小学校6年生のとき、OKIと私は科学教材社刊「Nゲージ」という本を手に入れました。
まだまだ日本のNゲージ製品が少なかった頃、
自作や改造で車種を増やすという工作記事が満載のこの本は、
穴が開くほど眺め、ぼろぼろになるまで繰り返し読んだものです。
OKIが当時の本を保管していました。ページがはがれ、テープで補修してあります。
私も同様の状態になり、高校生ぐらいのときに捨ててしまいました。。
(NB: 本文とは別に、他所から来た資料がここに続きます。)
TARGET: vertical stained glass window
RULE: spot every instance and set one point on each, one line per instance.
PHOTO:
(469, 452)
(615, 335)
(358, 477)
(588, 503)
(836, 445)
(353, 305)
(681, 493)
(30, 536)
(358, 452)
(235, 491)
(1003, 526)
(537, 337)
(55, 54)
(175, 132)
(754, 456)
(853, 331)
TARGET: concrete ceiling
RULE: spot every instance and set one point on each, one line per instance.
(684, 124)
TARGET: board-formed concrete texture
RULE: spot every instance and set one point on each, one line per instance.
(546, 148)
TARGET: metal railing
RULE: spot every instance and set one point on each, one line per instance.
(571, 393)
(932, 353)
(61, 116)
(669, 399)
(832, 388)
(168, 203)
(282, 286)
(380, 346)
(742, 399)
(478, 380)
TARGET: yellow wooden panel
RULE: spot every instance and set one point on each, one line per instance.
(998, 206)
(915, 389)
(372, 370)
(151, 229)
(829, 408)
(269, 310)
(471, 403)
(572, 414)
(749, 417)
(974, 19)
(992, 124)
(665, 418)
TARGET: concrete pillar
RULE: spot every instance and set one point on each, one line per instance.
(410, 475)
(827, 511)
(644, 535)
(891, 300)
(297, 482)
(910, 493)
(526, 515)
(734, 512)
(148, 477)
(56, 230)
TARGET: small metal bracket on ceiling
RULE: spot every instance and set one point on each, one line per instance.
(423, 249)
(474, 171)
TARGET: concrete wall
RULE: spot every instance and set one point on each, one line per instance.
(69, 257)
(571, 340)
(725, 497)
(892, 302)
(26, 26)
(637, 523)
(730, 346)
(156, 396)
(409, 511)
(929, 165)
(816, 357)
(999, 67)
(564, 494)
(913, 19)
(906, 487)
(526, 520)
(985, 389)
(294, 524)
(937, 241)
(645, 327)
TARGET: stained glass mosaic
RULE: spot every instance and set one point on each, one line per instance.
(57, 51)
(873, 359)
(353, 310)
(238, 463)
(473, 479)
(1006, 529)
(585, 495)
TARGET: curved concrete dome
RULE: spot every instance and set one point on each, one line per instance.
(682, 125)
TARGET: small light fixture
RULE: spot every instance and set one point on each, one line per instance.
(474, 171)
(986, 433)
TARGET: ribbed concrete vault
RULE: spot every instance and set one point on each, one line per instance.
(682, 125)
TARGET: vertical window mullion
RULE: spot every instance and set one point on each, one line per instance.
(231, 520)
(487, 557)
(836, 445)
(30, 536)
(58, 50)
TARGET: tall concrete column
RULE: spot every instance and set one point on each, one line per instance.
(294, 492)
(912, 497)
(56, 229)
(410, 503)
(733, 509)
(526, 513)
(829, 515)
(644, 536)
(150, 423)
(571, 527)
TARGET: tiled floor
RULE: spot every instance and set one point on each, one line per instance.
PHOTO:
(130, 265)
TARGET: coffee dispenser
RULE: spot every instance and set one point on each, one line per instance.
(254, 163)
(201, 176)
。
そして私が181系こだま、OKIが新幹線951系試作車の製作を決意、
同時進行で生まれて初めての鉄道模型車両自作にとりかかったのでした。
(このあたりの顛末は、「
昔の買い方、今の買い方
4.工作に目覚めた頃(後編)」をご覧ください)
結局1編成作るほどの根気も財力も技術もなかったため、
かろうじて形になったのは、クロハ181の1両のみでした。
以後、ジャンクボックスに入れられて、すっかり忘れられていたのです。
これが本邦初公開、LM328iの処女作、クロハ181(1972年製作)です。
全自作車両となると、30年間で、形になったのはこれ1両しかありません。
押入れの奥深くにしまいこまれたダンボールの中のジャンクボックスから、2004年に発掘されました。
見つけたときの衝撃は、そりゃぁ凄かったです(笑)
以下・・・とても他人に見せられるようなものではないと思いながらも、
自らの記念碑的な車両なので、恥をしのび、当時を思い出しながら、ご説明したいと思います。
前頭部は角材から削りだし、ヘッドライト部分は帯材の加工です。
運転室、ベンチレータ、クーラー、スカートも平板から削りだしたと記憶しています。
ヘッドマーク部分は、確かキリで穴を開け、彫刻刀で拡げていったんじゃなかったかな。。。
まだ、精密ヤスリも糸鋸も知らない頃、恐るべき執念です。。。(^-^;
材料は、学校の近くの文房具屋で工作用のものを手に入れたはずです。
ボディは「Nゲージ」に付属していた1mm方眼のついたボール紙に鉛筆でケガき、
カッターで切り出したものです。
窓のRは、カッターを45度に当てただけだったような・・・
使用した接着剤は、セメダインCかボンドG17だったでしょうか。
なかなか、雰囲気は出せていると思いません?(^-^;
塗装にはラッカー系塗料のマッハ模型製「鉄道調色塗料」を初めて使用、
しかも筆塗りしたため、コツがまったくわからず・・・
シンナーで希釈しないで何度も塗り重ねたので、超ボテボテになってしまいました。
吹きつけ塗装をしたくとも、道具は持っていなかったし・・・・
筆も、水彩用のものを使ってしまったかもしれません。
でもそのわりに、スコッチテープを利用したマスキングは、うまくできていますね。
もちろん当時、目止めやパテ修正などというものは、よく知りませんでした。
結果として、塗料で目止めや穴埋めができたって感じです(ぼこぼこですけど)
窓ガラスは入っていません。
Yシャツを買うと襟の部分の型崩れ防止用に入っている、透明塩ビ板を使うつもりだったはずですが。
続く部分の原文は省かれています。